The award is given to coaches to honour their outstanding work and for enabling athletes to achieve excellence in their chosen sport in top international competitions.
Having dedicated nearly 40 years of her life to the sport, including as a markswoman herself, Deepali has emerged as one of the contenders for the award.
Kusale won the bronze medal in the men's 50m rifle 3-positions shooting event at the 2024 Paris Olympics, becoming the first Indian to finish on the podium in this particular event at the Games.
Moudgil has also had a very successful shooting career, winning multiple medals in top global events such as the ISSF World Championships, World Cups, Asian Championships and Commonwealth Games.
Besides Kusale and Moudgil, other established shooters to have expressed their support for their coach Deepali include Asian Games gold medallist Sift Kaur Samra, Olympian and Asian Championship gold medallist Arjun Babuta, World Championship gold-medal winner Akhil Sheoran and Asian Shooting Championship winner Shriyanka Sadangi.
All these shooters are being trained by Deepali for many years now and helped them make the transition from developmental to elite levels of the precision sport.

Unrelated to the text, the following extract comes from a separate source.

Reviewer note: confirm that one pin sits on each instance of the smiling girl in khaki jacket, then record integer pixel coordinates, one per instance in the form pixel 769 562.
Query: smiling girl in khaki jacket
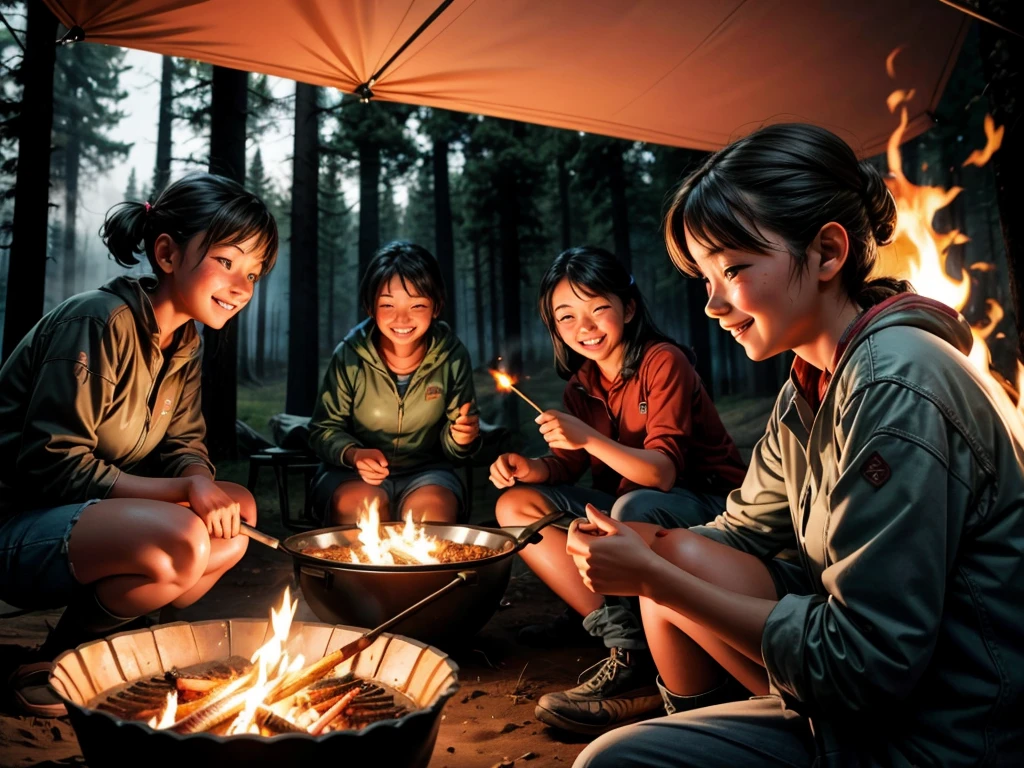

"I fully support her (coach Deepali Deshpande) for the Dronacharya Awrad," Moudgil said in her affidavit, attributing her success to the former shooter who has also served as India's high-performance coach in the past.
"I hereby declare that I won a bronze medal at the Paris Summer Olympic Games 2024 in the 50 metres Rifle 3 Positions men under the guidance of my coach Mrs. Deepali Deshpande. She has been coaching me since 2012..." Kusale said while declaring his support for Deepali in his affidavit.
Rifle shooter Deepali, 55, is an Olympian herself and represented India at the Asian Games and Asian Shooting Championships among others. She was a member of the team that clinched silver at the Busan Asian Games in 2002 in the 10m air rifle team event.
She has mentored the current crop of Indian shooters and has been a part of their development since they first entered the shooting range.
Deepali started her coaching career in 2010 at the club level and then came in as a chief coach for the junior team when the National Rifle Association of India (NRAI) launched the junior coaching programme. This is where she met Moudgil, Kusale and others.
After the Tokyo Olympics, held under the shadow of the Covid pandemic, Deepali's progress did not pan out the way she wanted it to, but she continued to work relentlessly on her mentees and it bore fruit as she sent six of her wards to the Paris Games
"Having done coaching for so many years and having worked on the shooters, I think I too deserve a bit of recognition. If I am given an award, it will not just be a recognition of my performance as a coach but it will also recognise the efforts and achievements of my shooters," Deepali told PTI on Friday.
While Kusale finished a creditable third on the podium when the world's biggest sporting spectacle was in progress in the French capital, Babuta missed the bronze medal in the men's 10m air rifle final by 0.9 points.
This comes a few days after a controversy erupted over the shocking exclusion of double Olympic-medallist Manu Bhaker for this year's Dhyan Chand Khel Ratna award. A top sports ministry source though later asserted that the names were yet to be finalised and she would be there when the final list is unveiled in the coming days.